Howard Varney, avocat à la Cour en Afrique du Sud et fort de l’expérience acquise au sein de la première commission de la planète du type ‘vérité et réconciliation’, a déclaré l’an dernier dans ces colonnes que la commission devrait “au moins dans les grandes lignes écrire l’histoire de ce qui s’est passé, . au moins une version de l’histoire qui présente les témoignages qui lui ont été confiés”.

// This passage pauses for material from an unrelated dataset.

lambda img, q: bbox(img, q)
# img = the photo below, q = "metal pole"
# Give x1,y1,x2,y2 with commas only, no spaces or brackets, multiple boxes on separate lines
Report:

Ce qui nous est rappelé ici, ce sont nos propres expériences sous le joug colonial. Ma mère peut pardonner, mais elle ne peut pas oublier le fait que ses parents adoptifs ont été enlevés un jour et qu’ils ne sont jamais revenus pour lui acheter la bicyclette qu’ils lui avaient promise pour son neuvième anniversaire. Pour ma part, je peux au moins consulter les archives concernant les enlèvements de l’année 1944 et les assassinats massifs de “dissidents” à Mandor, Kalimantan-Ouest, où une plaque commémorative indique le site où ils ont été enterrés. Les gens qui ont patiemment retrouvé et archivé les documents renseignant ces enlèvements et ces assassinats pensaient qu’il n’était pas permis que la trace de ces vies disparaisse.

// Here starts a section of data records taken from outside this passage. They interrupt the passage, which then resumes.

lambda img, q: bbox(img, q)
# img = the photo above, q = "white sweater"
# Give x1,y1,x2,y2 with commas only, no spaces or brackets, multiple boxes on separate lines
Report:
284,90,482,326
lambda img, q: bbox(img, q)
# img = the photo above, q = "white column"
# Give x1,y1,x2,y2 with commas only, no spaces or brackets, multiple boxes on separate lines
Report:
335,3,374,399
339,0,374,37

Abordons le sujet là où il fait mal. Les Indonésiens, qui se voient comme victimes et éventuellement comme victorieux de colonisateurs inhumains, doivent faire face à des accusations qui ne disparaîtront pas, des accusations de violations graves des droits de l’homme lorsque nous-mêmes étions la puissance occupante. Quels que soient les débats qui pourront surgir du rapport remis à l’ONU par Xanana – et qui pourront peut-être affecter un peu plus les questions relatives à la “vérité”, à la “réconciliation” et à l'”amitié” -, c’est l’affaire des Est-Timorais de décider comment ils enseigneront l’histoire de leur nation. Mais c’est aussi l’affaire des Indonésiens de décider si nous voulons continuer à enseigner à nos enfants les mêmes vieilles rengaines, en faisant comme si le rapport des Nations Unies n’avait jamais existé, comme si ces quelque 7 000 Est-Timorais avaient tous menti. Pour reprendre les mots employés jadis par un de nos éminents ministres des Affaires étrangères, il y a des chances pour que l’affaire du Timor-Oriental continue à être comme “un caillou dans notre chaussure”.